TDR is a crucail part of real estate industry.
Panaji: Months after announcing introduction of the Transfer of Development Rights (TDR) land use policy, the Goa government has decided to go slow on its
implementation due to problems being faced by the real estate industry in the wake of GST and RERA.
Town and Country Planning Minister Vijai Sardesai had told the assembly during the monsoon session that the TDR policy, which is the backbone of upcoming Regional Plan 2030, will be formulated in the next six months.
The TDR was expected to curb increasing conversion of agricultural and orchard lands for other activities, mainly construction of buildings by real estate developers.
"We are slowing the work on conceptualising the TDR policy due to introduction of RERA and GST. The implementation of TDR at this stage can affect the entire economy," he told reporters here last evening.
The minister said the real estate industry has faced a setback due to GST and RERA and it is coming to terms with these two issues. He said the government wants to give some time to the industry to settle down before introducing the TDR concept.

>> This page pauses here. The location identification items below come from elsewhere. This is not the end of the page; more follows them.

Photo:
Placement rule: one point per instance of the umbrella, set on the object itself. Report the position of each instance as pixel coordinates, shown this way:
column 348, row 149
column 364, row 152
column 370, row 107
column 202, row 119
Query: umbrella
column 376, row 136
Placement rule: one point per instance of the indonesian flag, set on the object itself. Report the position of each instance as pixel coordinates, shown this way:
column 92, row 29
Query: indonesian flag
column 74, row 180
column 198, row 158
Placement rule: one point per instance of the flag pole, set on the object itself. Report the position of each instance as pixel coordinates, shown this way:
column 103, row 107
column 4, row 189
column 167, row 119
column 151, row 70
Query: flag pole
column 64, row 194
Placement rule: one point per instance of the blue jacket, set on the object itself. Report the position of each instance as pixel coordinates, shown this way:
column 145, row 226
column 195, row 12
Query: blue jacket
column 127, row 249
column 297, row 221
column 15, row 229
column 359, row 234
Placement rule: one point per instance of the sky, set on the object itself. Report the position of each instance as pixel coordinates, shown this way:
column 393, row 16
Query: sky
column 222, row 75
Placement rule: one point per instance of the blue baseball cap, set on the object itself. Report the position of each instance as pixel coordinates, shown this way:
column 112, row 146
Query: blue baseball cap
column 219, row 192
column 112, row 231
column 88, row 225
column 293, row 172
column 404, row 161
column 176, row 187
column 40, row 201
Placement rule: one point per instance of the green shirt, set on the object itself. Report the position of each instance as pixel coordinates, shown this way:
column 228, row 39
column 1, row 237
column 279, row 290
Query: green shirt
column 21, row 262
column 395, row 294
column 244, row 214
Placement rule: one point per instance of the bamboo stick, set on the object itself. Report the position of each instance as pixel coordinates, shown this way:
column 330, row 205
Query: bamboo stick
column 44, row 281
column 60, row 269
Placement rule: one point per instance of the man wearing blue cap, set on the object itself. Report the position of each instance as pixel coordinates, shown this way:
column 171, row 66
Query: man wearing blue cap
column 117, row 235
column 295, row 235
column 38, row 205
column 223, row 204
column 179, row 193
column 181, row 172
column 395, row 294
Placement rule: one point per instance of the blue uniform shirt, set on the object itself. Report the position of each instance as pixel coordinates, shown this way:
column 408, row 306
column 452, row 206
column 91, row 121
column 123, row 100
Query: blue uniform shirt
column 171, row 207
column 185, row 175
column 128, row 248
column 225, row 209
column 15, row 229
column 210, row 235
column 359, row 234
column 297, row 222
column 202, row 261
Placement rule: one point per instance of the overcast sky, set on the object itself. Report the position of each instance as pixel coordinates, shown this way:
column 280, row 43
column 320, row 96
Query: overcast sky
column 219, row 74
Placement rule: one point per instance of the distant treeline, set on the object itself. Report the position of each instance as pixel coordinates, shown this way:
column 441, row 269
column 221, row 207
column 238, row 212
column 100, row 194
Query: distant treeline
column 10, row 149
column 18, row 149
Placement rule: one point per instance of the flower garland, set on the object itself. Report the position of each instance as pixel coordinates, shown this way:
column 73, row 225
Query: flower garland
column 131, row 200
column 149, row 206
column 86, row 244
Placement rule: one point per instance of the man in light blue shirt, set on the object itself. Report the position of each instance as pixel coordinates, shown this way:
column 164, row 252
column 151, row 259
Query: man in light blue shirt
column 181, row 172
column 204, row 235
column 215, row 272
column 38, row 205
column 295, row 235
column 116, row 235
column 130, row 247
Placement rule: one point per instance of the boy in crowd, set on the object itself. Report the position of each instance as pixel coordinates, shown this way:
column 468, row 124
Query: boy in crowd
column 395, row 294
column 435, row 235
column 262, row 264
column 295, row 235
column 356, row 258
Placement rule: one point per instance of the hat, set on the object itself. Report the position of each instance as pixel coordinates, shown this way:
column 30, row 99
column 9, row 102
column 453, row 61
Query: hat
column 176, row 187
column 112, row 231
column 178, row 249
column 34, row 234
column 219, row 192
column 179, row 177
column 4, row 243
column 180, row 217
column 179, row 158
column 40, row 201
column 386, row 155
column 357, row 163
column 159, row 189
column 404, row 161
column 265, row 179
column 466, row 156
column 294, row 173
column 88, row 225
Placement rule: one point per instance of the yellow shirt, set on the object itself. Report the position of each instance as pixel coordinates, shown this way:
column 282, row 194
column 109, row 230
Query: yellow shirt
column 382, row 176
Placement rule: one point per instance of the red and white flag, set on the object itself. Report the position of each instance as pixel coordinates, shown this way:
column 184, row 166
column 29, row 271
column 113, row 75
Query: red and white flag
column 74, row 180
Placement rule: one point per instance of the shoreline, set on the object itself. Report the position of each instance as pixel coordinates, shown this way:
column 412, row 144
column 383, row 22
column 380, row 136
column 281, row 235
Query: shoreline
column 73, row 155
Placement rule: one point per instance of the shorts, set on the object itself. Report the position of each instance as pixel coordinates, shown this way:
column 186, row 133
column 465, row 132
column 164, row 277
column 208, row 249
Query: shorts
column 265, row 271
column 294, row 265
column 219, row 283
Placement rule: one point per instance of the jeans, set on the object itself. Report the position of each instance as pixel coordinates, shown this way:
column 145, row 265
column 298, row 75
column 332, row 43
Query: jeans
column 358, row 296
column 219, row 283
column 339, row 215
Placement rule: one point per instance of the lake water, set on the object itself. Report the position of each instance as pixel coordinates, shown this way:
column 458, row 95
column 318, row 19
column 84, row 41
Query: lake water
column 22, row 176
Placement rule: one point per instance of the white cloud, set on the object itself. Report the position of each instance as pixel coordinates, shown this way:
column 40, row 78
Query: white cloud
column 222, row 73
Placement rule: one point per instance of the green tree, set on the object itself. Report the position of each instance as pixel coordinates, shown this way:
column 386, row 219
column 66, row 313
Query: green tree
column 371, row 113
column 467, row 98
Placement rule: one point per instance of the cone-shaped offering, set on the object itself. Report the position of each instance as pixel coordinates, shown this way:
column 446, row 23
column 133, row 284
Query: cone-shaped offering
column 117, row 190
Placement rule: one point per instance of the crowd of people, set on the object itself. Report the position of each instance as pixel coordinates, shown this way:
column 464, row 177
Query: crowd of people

"There is absolutely no harm in waiting when we are planning to give something good to the state." The Manohar Parrikar government had announced the policy to curb the increasing conversion of green lands for construction activity.
Those who want to retain their lands would benefit with the concept as they would be able to sell their TDR to the builder for a cost, hence discouraging them from selling away their land to make money.